Irving Kahn is a centenarian and a Wall Street institution in his own right. Few investors can lay claim to have witnessed the vicissitudes of the markets as he has – he was right there in the thick of the 1929 crash – bearing witness to the folly, greed and fear of investors as the Great Depression struck.
In a study of contrasting investor behavior, in 1929, Irving Kahn went against the herd and shorted a copper company, whereas his father loaded up on AT&T Inc. (NYSE:T) stock with his life savings of $2,500.
Greed and fear – they never change
In about four months, Irving Kahn’s $300 bet doubled in value. His father? “It was about 18 years before he got his money back,” recalls Kahn.
“The plot of the play is always the same, it’s just the characters that are different,” said Irving Kahn in a 2004 interview. “People are greedy. And very often greed is stronger than fear.”
In 1929, the market was run up by speculative fervor to unreasonable heights and that included Irving Kahn’s short mark – Magma Copper; “a good example of how great enthusiasm in a company or industry is usually a sign of great risk,” says Kahn.
He recalls the grim outcome of the 1929 crash in that interview: “We had no securities laws. While everyone knows the system was flawed before the recent crash, at least there were some protections in place. In the Twenties we had nothing. And when the Depression hit, there were bread lines and families homeless in Central Park with nowhere to go.”
Irving Kahn: Investing pedigree
Irving Kahn is known as a true blue value investor. He should be – he learnt the trade at the knee of the master – Benjamin Graham – at Columbia University, as the latter’s teaching assistant. In fact, Warren Buffett used to attend those same classes, and Kahn’s approach is very similar to Buffett’s, both drawing inspiration from Graham.
“In the Thirties Ben Graham and others developed security analysis and the concept of value investing, which has been the focus of my life ever since,” says Kahn in the Telegraph interview. “Value investing was the blueprint for analytical investing, as opposed to speculation.”
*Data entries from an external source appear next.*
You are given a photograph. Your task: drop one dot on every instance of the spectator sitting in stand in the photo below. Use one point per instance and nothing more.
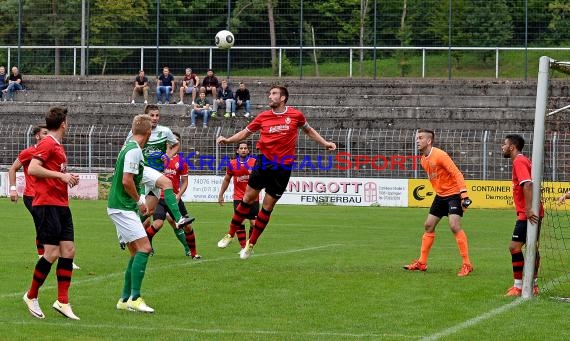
(242, 99)
(189, 85)
(141, 86)
(225, 99)
(202, 106)
(14, 83)
(3, 80)
(211, 84)
(164, 85)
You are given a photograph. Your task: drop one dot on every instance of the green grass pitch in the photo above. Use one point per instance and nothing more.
(318, 273)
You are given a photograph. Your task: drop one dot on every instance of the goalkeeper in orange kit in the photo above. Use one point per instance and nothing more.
(451, 200)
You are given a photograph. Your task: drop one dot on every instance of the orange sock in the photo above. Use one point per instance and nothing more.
(463, 246)
(427, 241)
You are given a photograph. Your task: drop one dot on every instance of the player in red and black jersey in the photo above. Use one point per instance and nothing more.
(51, 206)
(176, 170)
(522, 195)
(279, 130)
(239, 169)
(23, 160)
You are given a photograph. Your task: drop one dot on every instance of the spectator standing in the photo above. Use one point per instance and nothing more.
(141, 86)
(242, 99)
(164, 85)
(211, 84)
(189, 85)
(225, 99)
(202, 106)
(14, 84)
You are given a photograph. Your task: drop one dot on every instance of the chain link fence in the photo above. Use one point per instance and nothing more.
(43, 36)
(361, 153)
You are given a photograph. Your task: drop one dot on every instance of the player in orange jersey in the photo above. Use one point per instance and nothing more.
(451, 200)
(240, 169)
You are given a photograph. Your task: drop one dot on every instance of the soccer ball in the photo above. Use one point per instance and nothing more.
(224, 39)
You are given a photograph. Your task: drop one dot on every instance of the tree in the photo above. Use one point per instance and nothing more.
(559, 24)
(486, 24)
(109, 21)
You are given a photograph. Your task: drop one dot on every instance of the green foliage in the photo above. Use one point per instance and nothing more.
(559, 24)
(485, 24)
(287, 68)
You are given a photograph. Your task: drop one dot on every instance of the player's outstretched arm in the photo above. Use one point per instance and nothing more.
(242, 135)
(12, 179)
(563, 198)
(223, 188)
(37, 169)
(315, 136)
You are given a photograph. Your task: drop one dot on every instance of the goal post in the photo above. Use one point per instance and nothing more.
(551, 176)
(537, 171)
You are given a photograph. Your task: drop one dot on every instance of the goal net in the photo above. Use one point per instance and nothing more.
(551, 167)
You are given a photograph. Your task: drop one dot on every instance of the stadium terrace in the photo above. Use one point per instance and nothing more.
(339, 161)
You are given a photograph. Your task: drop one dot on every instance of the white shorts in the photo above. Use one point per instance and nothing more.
(150, 177)
(128, 225)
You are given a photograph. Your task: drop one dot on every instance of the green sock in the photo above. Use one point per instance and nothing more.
(170, 199)
(182, 238)
(137, 273)
(127, 286)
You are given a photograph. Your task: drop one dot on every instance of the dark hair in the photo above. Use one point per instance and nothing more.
(150, 107)
(516, 140)
(55, 117)
(283, 90)
(427, 131)
(37, 129)
(239, 144)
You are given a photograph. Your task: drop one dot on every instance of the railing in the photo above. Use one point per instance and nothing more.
(212, 57)
(361, 153)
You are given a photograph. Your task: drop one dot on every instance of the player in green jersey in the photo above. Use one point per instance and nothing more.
(124, 202)
(153, 180)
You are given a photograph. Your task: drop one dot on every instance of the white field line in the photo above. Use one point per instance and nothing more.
(471, 322)
(120, 328)
(176, 265)
(485, 316)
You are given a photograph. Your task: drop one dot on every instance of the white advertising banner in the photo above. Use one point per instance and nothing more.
(4, 185)
(88, 187)
(205, 188)
(346, 192)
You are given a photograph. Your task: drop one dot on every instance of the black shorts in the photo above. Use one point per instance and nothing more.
(271, 176)
(55, 224)
(161, 210)
(519, 233)
(444, 206)
(252, 211)
(28, 203)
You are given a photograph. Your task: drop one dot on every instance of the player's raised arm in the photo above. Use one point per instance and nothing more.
(12, 179)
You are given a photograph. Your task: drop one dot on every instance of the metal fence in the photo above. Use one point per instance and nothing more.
(424, 61)
(362, 153)
(370, 30)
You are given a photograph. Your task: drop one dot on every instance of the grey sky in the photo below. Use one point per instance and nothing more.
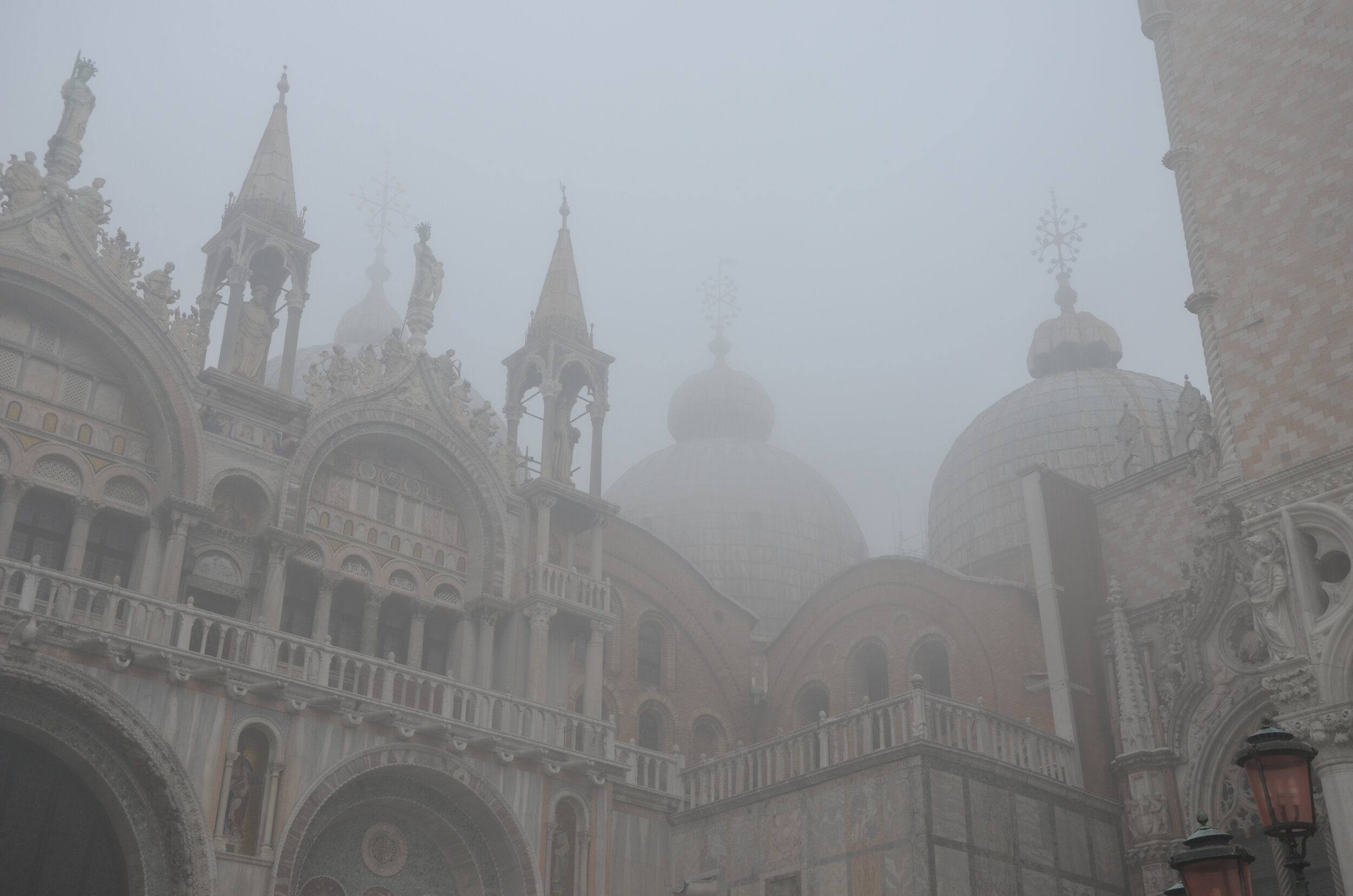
(877, 168)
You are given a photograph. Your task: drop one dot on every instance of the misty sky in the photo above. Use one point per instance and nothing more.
(876, 168)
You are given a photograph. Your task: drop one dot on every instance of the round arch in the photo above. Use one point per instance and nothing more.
(387, 768)
(471, 473)
(134, 773)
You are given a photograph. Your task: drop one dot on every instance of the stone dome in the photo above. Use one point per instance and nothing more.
(762, 525)
(1068, 419)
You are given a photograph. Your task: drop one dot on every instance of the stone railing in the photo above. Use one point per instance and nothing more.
(566, 585)
(272, 660)
(911, 718)
(653, 770)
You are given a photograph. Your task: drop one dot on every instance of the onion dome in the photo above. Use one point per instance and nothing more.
(764, 527)
(1073, 419)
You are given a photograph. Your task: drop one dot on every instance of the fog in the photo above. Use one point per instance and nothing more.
(876, 168)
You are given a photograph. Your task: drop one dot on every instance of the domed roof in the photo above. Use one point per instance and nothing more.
(1068, 419)
(764, 527)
An abhorrence of leverage, a love of a ‘margin of safety,’ patience to wait for the right price and a modest life style are other traits that Irving Kahn and Buffett have in common.
The ‘long-term investment’ is another: “Our goal has always been to seek reasonable returns over a very long period of time,” says Kahn of the investing philosophy at his firm Kahn Brothers, which has assets under management of about $1 billion. “I don’t know why anyone would look at a short time horizon. In my life, I invested over decades. Looking for short-term gains doesn’t aid this process.”
Preservation of capital is another priority for Irving Kahn. “Investors must remember that their first job is to preserve their capital. After they’ve dealt with that, they can approach the second job, seeking a return on that capital,” he says. Buffett echoes this with his memorable quote: “Rule No 1 – don’t lose money; Rule No 2 – don’t forget Rule 1.”
It is not surprising that Irving Kahnis sceptical of value in today’s stock markets which are touching new highs every day. According to Kahn the markets are rife with speculation and very few instances of value prevail. “Those who are leveraged, trade short-term and have bought at a high prices will be exposed to permanent loss of capital,” he warns.
What is he investing in?
A peek into his latest 13F filing for Q2 reveals that he made a new investment of 912,085 shares worth about $16.1 million in Navient Corp (NASDAQ:NAVI), a company that offers loan management, servicing and asset recovery services. Kahn also bought 3,774,517 shares in Nam Tai Property Inc (NYSE:NTP), an electronics manufacturing and design services provider. In another notable investment, Kahn boosted his stake in troubled smartphone maker BlackBerry Ltd (NASDAQ:BBRY) (TSE:BB) by 271% to 1.67 million shares.